Thursday, May 22, 2008

The Suspicions of Mr. Whicher: a shocking murder and the undoing of a great Victorian detective by Kate Summerscale

Do you like a classical murder mystery set in an English country house? What’s more, do you prefer your murder to be set in the Victorian era, when in upper and middle class homes complex and rigid social conventions only too often bred secrets and perversions behind closed doors? If you do, The Suspicions of Mr. Whicher should be just the thing for you; despite the fact that it is not a fictional tale at all, but a true story that took place in England in an upper class country home in Wiltshire in 1860.
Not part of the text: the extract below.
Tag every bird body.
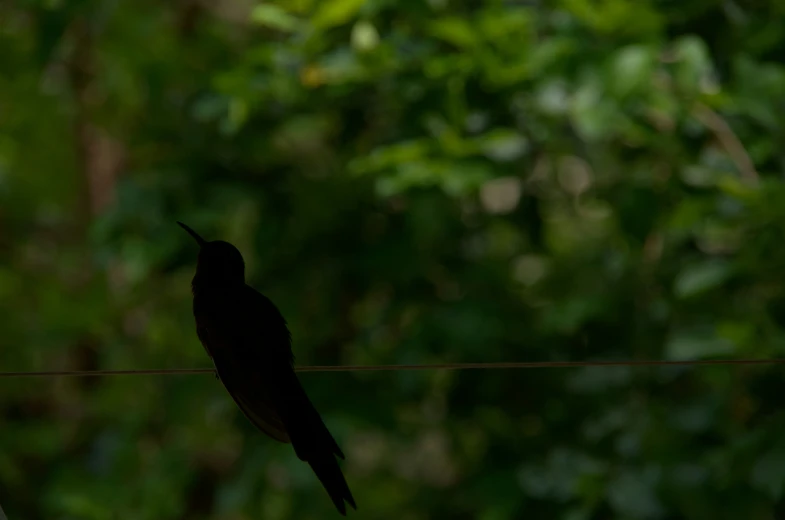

Ms. Summerscale, a journalist and former literary editor, has written an enthralling true crime story that encompasses all the details that fans of true crime stories find essential: the crime, the suspects’ actions, the police investigations, blunders, and breakthroughs, and also the detailed proceedings of the various court hearings. At the same time, she has managed to pen a story that draws you in with its narrative style and does not get bogged down in the detail. The book is very well crafted and leads the reader on, not only through the details of the case, but also through Ms. Summerscale’s argument. She argues that this case was the real case that gave rise to the conventions and popularity of country house murder fiction continuing today. Many of the real details of the case appeared in fiction in the years that followed; for example, the case influenced tales like The Moonstone by Wilkie Collins. Mr. Whicher, one of the founding eight members of the Detective force at Scotland Yard, was the original popular heroic detective, and was interviewed and quoted by Charles Dickens. Like the fictional Cuff in The Moonstone, Whicher embodied for the public the archetype intuitive, intellectual detective, who caught criminals by using his powerful observation of people and clues. When Whicher’s long career was substantially ruined by this case in Wiltshire, there arose a further era of detective fiction where the detective is seen as either crass and inept, or as a dark influence, a lower-class intruder into the sanctity and secrets of the middle class home.

This book can be enjoyed on many levels. You can appreciate Ms. Summerscales’ scholarship in the infinite details of mid-Victorian English culture that she lays out for us, and in her deep knowledge of the crime fiction of the era and also of Scotland Yard and the judicial system. She writes perceptively of the people involved in the case, so that you soon begin to see that all the characters involved in the case are full of secrets. Ms. Summerscale compares this case to classical murder mysteries where everyone is a suspect with things to hide. The detective has to sift through all the secrets and see which suspect is hiding the fact that he or she is a murderer. In this case in Wiltshire, the person convicted may or may not have been the culprit. You will have to read the book to find out!